Mona Shield Payne, left, and Stephen Sylvanie, right/Photos special to the Sun
Thursday, May 14, 2009 | 1:59 a.m.
For the two candidates seeking the Ward III seat on the Henderson City Council, the race isn't a question of how much experience their opponent has, but rather what kind.
Kathleen Boutin, a former businesswoman-turned-community activist (she founded the Nevada Partnership for Homeless Youth) and Cathy Rosenfield, a vacation rental manager who is the volunteer chairwoman of the Henderson Parks and Recreation Board, argue that their background separates them from their opponent and uniquely suits them for the task.
The winner of the June 2 general election will succeed Jack Clark on the council, who faces term limits. Though the seat represents a defined area of the city, its occupant is chosen at-large.
Boutin said her background, coming from the professional and nonprofit sectors, has given her a better perspective on budgeting and spending.
"Though we're both Democrats, I feel my previous business management and ownership experience and my fiscal ideals are what sets me apart," Boutin said. "Of the two of us, I'm probably the more experienced in issues of fiduciary responsibility."
Rosenfield, meanwhile, said her time on the Parks and Recreation Board and involvement in other organizations, such as the city's APPLE youth literacy program and parent-teacher associations, have given her more knowledge of the city's inner workings and left her better prepared to hit the ground running.
"I think I have a lot more master planning experience and budgeting experience from Parks and Recreation," Rosenfield said. "I think my experience serving the city of Henderson all these years gives me much broader understanding of how the city operates."
The winning candidate could immediately be asked to make some difficult decisions.
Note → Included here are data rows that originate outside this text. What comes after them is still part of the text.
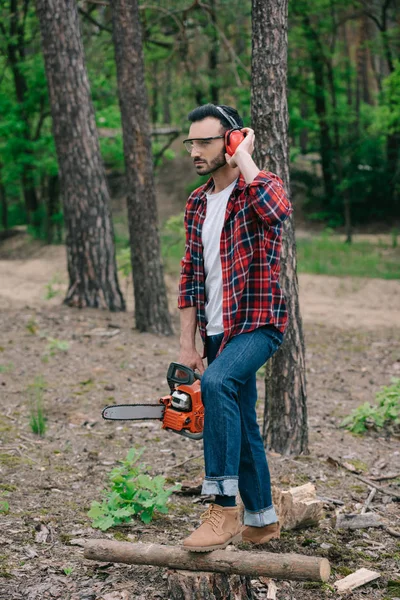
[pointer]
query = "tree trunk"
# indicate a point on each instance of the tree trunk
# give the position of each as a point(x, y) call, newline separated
point(213, 56)
point(151, 306)
point(317, 64)
point(4, 207)
point(93, 280)
point(53, 194)
point(166, 97)
point(16, 58)
point(285, 417)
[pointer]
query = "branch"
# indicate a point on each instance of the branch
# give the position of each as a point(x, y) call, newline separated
point(93, 21)
point(43, 116)
point(159, 154)
point(232, 52)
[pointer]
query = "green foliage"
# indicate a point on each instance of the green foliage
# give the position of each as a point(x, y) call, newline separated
point(178, 47)
point(54, 346)
point(124, 261)
point(327, 255)
point(51, 291)
point(131, 492)
point(385, 414)
point(37, 420)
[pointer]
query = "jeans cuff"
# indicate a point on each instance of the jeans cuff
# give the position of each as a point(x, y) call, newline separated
point(259, 518)
point(220, 486)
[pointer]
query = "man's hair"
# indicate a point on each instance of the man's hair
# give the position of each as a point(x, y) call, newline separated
point(229, 120)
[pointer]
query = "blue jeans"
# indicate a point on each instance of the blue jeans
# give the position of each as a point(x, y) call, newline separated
point(234, 452)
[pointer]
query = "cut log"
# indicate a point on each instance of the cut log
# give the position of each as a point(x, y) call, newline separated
point(356, 521)
point(297, 507)
point(360, 577)
point(276, 566)
point(184, 585)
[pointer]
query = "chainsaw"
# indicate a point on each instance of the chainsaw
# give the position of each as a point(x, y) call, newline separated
point(181, 412)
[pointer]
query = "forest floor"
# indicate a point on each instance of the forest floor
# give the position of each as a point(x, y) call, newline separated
point(352, 334)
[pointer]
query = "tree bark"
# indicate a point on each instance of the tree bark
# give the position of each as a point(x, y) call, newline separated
point(256, 564)
point(285, 416)
point(93, 280)
point(151, 306)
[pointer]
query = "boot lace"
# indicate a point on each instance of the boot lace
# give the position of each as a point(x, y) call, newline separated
point(213, 515)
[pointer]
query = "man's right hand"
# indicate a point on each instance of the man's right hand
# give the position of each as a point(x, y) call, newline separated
point(191, 358)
Henderson has trimmed nearly $60 million from its current budget, and in preparation for further cuts that could become necessary in the event that tax revenues continue to decline, the council has asked each city department to submit a three-part plan for how it would cut 5 percent, 10 percent and 15 percent of its budget.
When the reports come in, the City Council will be asked to prioritize the proposed cuts.
Boutin said there are still some expenses that could be cut, but said the city should look at adjusting its payroll before cutting programs.
"Balancing the budget doesn't just mean making cuts and more cuts, because eventually it will begin to impact our quality of life," she said.
Boutin said she has the endorsement of all four major Henderson unions — the Henderson Police Officers Association, Henderson Police Supervisors Association, Henderson Professional Firefighters Association and Teamsters Local 14 — and said all of them are willing to work with the city if it means avoiding layoffs.
"I feel very confident in saying they are willing to come to the table and negotiate," she said.
Rosenfield said she thinks the city has done the right thing by allowing city staff to evaluate their operations and recommend possible cuts.
"I don't think there's a lot of fat left, but it's bringing out a lot of creative thinking," she said.
If elected, Rosenfield said the last thing she would consider would be layoffs.
"Cutting staff would be the worst thing we could do," she said. "Losing our trained, knowledgeable staff would hurt us in the long run, so I think that would be at the bottom of my list."
Both candidates agree that Henderson has the potential to help diversify the Nevada economy and must do so, though they differ in how they would go about it.
Rosenfield said the city has created a strong learning environment by establishing a home for Nevada State College and encouraging independent universities to set up in Henderson, and the time has come to capitalize on that investment by using it to lure companies to Henderson.
"I think California is a good place to look for businesses," she said. "The economic climate is similar there and the tax structure is much more favorable here."
Boutin said the city should continue to invest in its educational institutions. Specifically, she said she wants to try to land federal stimulus dollars to create an engineering program at Nevada State College that would train students to work in renewable energy technologies.
"Hopefully, we can start producing those engineers right out of our own backyard," she said.